La tv lineare è davvero finita, sì o no? Non sarà forse il futuro ma non è nemmeno il passato. Leggevo su Datamediahub che il 60% dei ragazzini non ha mai guardato la TV lineare. Però il 40% ha guardato la TV. E parliamo di ragazzini. Ciò significa che non ci sarà prima di dieci anni, se mai ci sarà, un processo di sostituzione totale.

Del resto, dobbiamo distinguere tra chi produce la tv (broadcaster vs coda lunga di youtuber), la modalità di fruizione (lineare o digitale, anche se il confine diverrà labile) e il device (tv smart, smartphone, ipad) e il “canale” di fruizione (sito, social, app, tv app) e il costo del canale (il digitale terrestre rimane il mezzo con minore costo contatto, per chi è in grado di avere awareness di brand, quindi non ha particolare bisogno di usare adv per portare telespettatori).

Sulla morte della linearità ho un dubbio ulteriore: stiamo passando da un palinsesto imposto linearmente, a un palinsesto imposto algoritmicamente.

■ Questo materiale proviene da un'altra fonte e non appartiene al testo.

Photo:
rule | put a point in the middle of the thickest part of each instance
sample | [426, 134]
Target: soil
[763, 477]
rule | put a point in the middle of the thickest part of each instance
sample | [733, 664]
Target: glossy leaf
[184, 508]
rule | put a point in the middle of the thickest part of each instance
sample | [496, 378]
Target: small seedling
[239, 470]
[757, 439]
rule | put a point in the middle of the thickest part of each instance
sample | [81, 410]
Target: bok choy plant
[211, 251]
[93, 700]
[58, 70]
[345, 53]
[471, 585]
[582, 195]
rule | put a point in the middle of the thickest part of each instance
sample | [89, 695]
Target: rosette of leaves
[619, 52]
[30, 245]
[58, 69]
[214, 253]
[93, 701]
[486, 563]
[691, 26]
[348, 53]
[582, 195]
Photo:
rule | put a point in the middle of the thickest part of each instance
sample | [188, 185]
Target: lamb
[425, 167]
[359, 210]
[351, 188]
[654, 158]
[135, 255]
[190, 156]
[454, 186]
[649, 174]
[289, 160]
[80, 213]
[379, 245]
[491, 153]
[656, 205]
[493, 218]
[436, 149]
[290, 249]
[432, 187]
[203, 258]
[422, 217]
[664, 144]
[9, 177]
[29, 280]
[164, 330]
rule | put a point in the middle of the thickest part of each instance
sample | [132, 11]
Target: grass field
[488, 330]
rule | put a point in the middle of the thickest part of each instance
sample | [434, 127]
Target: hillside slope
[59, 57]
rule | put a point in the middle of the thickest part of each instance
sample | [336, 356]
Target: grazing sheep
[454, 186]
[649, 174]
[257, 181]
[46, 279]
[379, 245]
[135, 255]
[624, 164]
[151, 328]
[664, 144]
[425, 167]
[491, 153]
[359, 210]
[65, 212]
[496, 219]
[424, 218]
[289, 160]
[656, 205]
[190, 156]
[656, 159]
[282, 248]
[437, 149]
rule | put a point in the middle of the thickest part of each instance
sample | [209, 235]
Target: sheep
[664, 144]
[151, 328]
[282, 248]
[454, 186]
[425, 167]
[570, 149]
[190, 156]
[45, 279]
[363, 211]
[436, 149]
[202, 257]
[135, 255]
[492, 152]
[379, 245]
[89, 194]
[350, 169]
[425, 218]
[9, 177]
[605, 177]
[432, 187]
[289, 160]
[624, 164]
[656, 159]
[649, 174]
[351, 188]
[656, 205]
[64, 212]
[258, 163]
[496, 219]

Ciò perché buona parte delle persone non avrà mai la forza di ricercare attivamente, e si appoggerà comunque al broadcaster per la fruizione lineare. I bambini sfruttano la capacità di Youtube (in smart tv o su ipad) di produrre linearmente contenuti per ore e ore. E il binge watching è – in fondo – una forma di palinsesto, monocontenuto. Finisce un episodio, il default è un ulteriore episodio. Non è tanto diverso da quanto si fa nella tv lineare, in cui spesso il successo di un programma dipende dal trascinamento del programma precedente.

Ricordate sempre: siamo satisfier non maximizer. Se ci va bene quanto altri ci propongono non cerchiamo altro, perché la ricerca è comunque una friction, o detto meglio, uno sbatti.

È anche importante l’analisi del futuro del contenuto televisivo sulla base del modello pubblicitario che lo sostiene e la capacità di questo modello di produrre effetti. IMHO lo spot sarà ancora alla base della brand awareness per il largo consumo per molto tempo, e anche nel segmento kids. Perché non c’è banner che consenta un contenuto promozionale lungo, non certo un interstiziale di cinque secondi. E il CPView di Facebook e Google oramai non è più così conveniente. E inoltre nel settore bambini gli spot sono essi stessi native content (per questo ancora più “pericolosi”).

A queste riflessioni dobbiamo agganciare quelle sulla effettiva capacità dell’adv digitale di produrre effetti di lungo periodo, per campagne che non siano di direct marketing ipersegmentate e ritargetizzate, alimentando dubbi nelle grandi aziende di star spendendo troppo sul direct marketing digitale e troppo poco su quanto sia meno misurabile ma non meno potenzialmente efficace. Su questo ne avevo scritto su Link.

Su quanto l’advertising si sposterà su fruizioni “televisive”, o “digitali” (e forse l’unica matrice con senso in futuro sarà tra fruizioni lunghe vs brevi, passive vs attive) con Luca Barra, Fabio Guarnaccia e Stefania Carini di Link ne abbiamo parlato a Italians Festival a Milano, in un panel chiamato provocatoriamente Contro la Televisione: 25 miti da sfatare.